Volatile China on-highway natural gas truck market, global macroeconomic weakness and rising costs are concerns. Though sales for on-highway natural gas trucks significantly increased in the fiscal first quarter, management does not expect higher sales to continue in fiscal second quarter as demand trends indicate return to earlier peak levels of $50 million.

Woodward also expects pressure on margin performance for its China on-highway natural gas truck business due to reduced volume leverage and increasing material costs (which include spot buys and expedited freight).

An anticipated shift in mix and cost increases are likely to dampen overall margin performance for the remaining fiscal year. WWD continues to expect material cost inflation from supply base throughout calendar year 2024. Also, with the recent pause by the U.S. government of further LNG export approvals has made investment scenario of LNG development market uncertain.

Other Key Picks

Some other top-ranked stocks worth consideration in the broader technology space are Synopsys (SNPS - Free Report) , Pegasystems Inc (PEGA - Free Report) and Microsoft (MSFT - Free Report) . While SNPS sports a Zacks Rank #1, PEGA and MSFT carry a Zacks Rank of 2 each at present. You can see the complete list of today’s Zacks #1 Rank stocks here.

The Zacks Consensus Estimate for SNPS’ fiscal 2024 EPS is pegged at $13.36. The long-term earnings growth rate is 17.5%. SNPS’ earnings beat the Zacks Consensus Estimate in each of the last four quarters, the average surprise being 4.1%. Shares of SNPS have soared 48.3% in the past year.

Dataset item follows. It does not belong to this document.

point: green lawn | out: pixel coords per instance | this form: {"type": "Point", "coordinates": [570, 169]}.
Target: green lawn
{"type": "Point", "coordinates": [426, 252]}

The Zacks Consensus Estimate for PEGA’s 2024 EPS has increased 19.4% in the past 60 days to $2.77. Pegasystems’ earnings beat the Zacks Consensus Estimate in two of the last four quarters, while missed the same in the remaining quarters. The average earnings surprise is 1063.8%. Shares of PEGA have surged 30.2% in the past year.

The Zacks Consensus Estimate for Microsoft’s fiscal 2024 EPS is pegged at $11.63, indicating growth of 18.6% from the year-ago levels. MSFT’s earnings beat the Zacks Consensus Estimate in each of the last four quarters, the average surprise being 8.8%. The long-term earnings growth rate is 16.2%. Shares of MSFT have rallied 47.8% in the past year.